Currently, the credit-deposit (CD) ratio stands at 94.2 per cent. The bank is not planning to raise capital, whether debt or equity.
IDFC First Bank is now positioning itself as a universal bank with a wide portfolio beyond just micro, small and medium enterprises (MSMEs) and retail loans.
Its wholesale book now accounts for 20 per cent of the loan mix, while mortgages, vehicle finance, rural and other retail segments round out a balanced portfolio, said Vaidyanathan.
“None of our 25 business lines contributes more than 11–12 per cent, giving us stability,” he added.

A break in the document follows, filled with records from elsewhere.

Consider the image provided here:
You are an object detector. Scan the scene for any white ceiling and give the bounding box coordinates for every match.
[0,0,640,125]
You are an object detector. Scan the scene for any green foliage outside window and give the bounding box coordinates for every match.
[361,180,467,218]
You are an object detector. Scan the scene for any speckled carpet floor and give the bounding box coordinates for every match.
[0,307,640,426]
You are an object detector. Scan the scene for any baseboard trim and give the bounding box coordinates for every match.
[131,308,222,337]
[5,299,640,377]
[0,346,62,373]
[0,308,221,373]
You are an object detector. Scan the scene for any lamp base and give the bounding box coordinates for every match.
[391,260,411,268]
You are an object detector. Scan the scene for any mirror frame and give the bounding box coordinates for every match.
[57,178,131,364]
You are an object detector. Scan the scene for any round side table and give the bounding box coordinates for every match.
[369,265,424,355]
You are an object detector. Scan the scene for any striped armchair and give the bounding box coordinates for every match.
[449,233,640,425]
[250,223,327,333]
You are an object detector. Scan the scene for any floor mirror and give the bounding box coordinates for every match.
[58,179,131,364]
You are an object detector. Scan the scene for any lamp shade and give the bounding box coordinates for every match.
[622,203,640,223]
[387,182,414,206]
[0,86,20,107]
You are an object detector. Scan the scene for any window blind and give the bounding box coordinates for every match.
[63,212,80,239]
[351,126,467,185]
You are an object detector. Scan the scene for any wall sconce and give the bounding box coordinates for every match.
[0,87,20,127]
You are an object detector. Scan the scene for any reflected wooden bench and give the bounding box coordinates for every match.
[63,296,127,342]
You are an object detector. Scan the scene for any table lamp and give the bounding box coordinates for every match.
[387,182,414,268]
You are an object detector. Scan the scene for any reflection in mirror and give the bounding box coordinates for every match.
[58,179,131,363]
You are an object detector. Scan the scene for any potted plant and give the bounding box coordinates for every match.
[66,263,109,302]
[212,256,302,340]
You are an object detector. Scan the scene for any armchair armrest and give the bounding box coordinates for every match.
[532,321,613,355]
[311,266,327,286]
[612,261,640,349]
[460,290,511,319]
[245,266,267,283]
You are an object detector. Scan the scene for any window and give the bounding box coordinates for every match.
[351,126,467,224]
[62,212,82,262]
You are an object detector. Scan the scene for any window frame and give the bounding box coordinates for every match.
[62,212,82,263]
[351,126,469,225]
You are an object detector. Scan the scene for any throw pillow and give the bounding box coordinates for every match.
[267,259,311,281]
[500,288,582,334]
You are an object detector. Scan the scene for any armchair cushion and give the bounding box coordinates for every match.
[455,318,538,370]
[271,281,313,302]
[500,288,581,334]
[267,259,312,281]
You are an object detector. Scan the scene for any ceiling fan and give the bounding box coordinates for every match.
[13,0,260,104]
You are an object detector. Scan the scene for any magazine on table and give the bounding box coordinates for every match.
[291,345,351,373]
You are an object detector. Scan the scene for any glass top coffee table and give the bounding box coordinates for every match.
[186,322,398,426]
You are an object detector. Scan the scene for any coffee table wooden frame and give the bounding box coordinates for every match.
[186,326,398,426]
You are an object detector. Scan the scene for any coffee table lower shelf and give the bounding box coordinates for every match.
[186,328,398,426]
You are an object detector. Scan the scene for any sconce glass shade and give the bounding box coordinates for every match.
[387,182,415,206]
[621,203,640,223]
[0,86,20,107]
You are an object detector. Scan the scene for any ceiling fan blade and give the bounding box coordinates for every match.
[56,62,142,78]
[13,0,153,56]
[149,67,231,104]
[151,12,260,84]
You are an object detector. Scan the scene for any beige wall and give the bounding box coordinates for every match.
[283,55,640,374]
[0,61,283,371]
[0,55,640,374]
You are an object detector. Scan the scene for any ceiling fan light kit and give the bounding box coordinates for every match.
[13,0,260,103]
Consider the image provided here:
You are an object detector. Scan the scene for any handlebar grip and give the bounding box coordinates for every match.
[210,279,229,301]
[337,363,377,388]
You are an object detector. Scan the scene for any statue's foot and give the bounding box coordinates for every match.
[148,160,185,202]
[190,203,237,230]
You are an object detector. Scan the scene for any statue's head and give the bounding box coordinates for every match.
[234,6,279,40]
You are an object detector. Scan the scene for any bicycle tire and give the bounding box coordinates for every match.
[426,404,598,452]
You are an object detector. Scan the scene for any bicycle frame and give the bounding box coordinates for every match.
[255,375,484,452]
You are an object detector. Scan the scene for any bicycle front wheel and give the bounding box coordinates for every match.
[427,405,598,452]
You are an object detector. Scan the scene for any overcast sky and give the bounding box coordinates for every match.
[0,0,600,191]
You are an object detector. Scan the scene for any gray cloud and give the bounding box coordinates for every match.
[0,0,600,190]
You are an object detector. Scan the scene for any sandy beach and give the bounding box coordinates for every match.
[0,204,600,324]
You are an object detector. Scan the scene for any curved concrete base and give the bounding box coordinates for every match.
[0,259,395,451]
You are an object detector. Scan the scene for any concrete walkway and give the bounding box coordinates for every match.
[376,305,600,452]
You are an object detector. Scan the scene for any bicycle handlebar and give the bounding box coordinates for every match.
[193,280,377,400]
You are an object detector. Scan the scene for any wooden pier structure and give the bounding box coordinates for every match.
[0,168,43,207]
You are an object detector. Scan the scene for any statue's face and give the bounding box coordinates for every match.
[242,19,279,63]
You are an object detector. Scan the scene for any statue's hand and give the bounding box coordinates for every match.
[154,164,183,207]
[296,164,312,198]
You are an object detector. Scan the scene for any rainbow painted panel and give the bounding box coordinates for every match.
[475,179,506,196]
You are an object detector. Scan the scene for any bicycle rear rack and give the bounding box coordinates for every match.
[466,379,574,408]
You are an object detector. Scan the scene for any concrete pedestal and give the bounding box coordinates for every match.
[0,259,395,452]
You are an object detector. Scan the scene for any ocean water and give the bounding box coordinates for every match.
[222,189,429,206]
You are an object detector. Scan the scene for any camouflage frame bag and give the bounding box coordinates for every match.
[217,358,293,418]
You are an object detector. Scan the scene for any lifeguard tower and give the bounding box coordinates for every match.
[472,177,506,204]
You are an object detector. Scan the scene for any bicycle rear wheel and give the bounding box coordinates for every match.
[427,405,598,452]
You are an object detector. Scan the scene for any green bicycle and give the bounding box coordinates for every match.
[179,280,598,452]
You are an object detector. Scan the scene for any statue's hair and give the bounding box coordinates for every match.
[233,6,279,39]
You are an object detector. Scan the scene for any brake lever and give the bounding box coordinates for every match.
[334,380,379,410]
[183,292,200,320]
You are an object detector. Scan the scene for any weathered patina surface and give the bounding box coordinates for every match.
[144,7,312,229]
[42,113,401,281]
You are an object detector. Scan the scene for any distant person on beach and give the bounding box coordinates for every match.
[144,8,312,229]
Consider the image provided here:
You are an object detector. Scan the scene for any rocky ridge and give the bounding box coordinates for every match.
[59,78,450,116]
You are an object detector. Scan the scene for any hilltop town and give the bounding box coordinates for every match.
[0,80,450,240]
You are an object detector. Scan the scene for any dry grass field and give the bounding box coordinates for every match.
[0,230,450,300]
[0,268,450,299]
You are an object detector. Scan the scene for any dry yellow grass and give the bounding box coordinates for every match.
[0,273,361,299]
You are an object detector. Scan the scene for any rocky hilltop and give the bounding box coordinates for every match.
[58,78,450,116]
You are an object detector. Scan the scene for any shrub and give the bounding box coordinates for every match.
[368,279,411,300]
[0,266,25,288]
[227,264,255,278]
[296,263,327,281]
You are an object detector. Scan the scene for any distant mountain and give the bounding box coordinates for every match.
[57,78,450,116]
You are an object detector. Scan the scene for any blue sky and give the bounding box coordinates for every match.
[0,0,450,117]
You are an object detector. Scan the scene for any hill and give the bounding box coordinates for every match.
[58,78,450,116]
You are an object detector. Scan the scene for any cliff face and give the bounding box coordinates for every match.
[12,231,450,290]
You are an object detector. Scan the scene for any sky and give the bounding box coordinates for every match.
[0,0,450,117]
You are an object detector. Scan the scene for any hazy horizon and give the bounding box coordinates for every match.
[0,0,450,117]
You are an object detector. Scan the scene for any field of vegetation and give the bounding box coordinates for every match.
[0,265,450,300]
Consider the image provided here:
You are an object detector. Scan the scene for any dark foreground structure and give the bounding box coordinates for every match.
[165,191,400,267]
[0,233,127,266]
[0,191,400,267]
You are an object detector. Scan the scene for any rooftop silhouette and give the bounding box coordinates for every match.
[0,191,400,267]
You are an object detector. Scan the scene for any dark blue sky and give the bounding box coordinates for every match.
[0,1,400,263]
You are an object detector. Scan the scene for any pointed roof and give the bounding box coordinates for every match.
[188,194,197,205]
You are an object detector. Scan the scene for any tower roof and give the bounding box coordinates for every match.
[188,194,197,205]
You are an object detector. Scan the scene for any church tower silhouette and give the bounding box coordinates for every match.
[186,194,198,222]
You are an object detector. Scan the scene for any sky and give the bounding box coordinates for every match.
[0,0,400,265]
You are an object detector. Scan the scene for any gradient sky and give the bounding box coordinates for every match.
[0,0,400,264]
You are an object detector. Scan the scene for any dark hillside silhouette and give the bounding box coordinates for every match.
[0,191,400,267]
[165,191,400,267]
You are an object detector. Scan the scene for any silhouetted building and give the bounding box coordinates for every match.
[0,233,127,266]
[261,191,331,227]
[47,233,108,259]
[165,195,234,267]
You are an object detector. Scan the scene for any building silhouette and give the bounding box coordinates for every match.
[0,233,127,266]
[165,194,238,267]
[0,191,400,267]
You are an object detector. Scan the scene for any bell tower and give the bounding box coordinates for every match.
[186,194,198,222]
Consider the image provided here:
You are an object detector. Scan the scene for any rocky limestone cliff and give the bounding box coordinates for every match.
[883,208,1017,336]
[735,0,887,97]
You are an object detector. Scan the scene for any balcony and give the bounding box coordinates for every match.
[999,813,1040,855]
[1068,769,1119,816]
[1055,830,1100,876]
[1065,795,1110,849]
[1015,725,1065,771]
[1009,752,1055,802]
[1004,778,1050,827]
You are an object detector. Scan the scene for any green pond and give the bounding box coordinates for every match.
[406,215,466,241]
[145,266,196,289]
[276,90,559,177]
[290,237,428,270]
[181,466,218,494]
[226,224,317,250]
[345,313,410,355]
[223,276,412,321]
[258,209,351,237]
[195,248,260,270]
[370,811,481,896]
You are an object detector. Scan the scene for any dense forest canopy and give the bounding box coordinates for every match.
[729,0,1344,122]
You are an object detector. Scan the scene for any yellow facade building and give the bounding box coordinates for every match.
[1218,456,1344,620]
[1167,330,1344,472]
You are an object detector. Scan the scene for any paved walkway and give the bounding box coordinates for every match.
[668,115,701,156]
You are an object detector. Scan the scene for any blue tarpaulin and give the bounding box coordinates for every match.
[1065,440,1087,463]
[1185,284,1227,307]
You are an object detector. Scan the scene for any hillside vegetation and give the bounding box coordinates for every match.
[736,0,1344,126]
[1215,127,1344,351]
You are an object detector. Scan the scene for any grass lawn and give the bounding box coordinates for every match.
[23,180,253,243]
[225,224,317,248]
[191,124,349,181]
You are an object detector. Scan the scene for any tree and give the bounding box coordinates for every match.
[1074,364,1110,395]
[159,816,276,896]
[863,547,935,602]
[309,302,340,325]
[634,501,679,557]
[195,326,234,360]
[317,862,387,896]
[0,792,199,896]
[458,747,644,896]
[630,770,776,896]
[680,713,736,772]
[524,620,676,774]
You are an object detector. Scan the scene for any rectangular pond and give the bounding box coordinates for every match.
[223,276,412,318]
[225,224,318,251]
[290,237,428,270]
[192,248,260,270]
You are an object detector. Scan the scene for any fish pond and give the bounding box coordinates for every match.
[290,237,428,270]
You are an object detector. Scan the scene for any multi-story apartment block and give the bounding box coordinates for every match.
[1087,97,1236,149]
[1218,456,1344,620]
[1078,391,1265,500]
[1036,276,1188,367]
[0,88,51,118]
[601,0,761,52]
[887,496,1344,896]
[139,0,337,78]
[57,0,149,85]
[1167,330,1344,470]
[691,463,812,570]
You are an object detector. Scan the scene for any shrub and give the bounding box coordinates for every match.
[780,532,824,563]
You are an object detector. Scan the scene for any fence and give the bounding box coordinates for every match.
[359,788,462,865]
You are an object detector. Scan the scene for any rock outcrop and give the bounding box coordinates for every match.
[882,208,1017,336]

The bank has transformed the loan book from a primarily wholesale credit book to a well diversified portfolio of retail, rural, MSME and corporate banking.
As on September 30, the loan book was at ₹2.7 trillion.
The bank sees a strong second half (H2FY25) as goods and services (GST) cuts, tax benefits, and falling interest rates push up consumption.
Early indicators — rising electricity use, two-wheeler and cement sales — suggest rural demand recovery, he said.
Further, the Reserve Bank of India’s (RBI’s) recent draft guidelines on expected credit loss (ECL), Basel III, and large exposure norms are expected to be “progressive and positive” and in alignment with global standards.
The impact on the bank’s provisioning under ECL norms is still being assessed but is expected to be manageable, he said.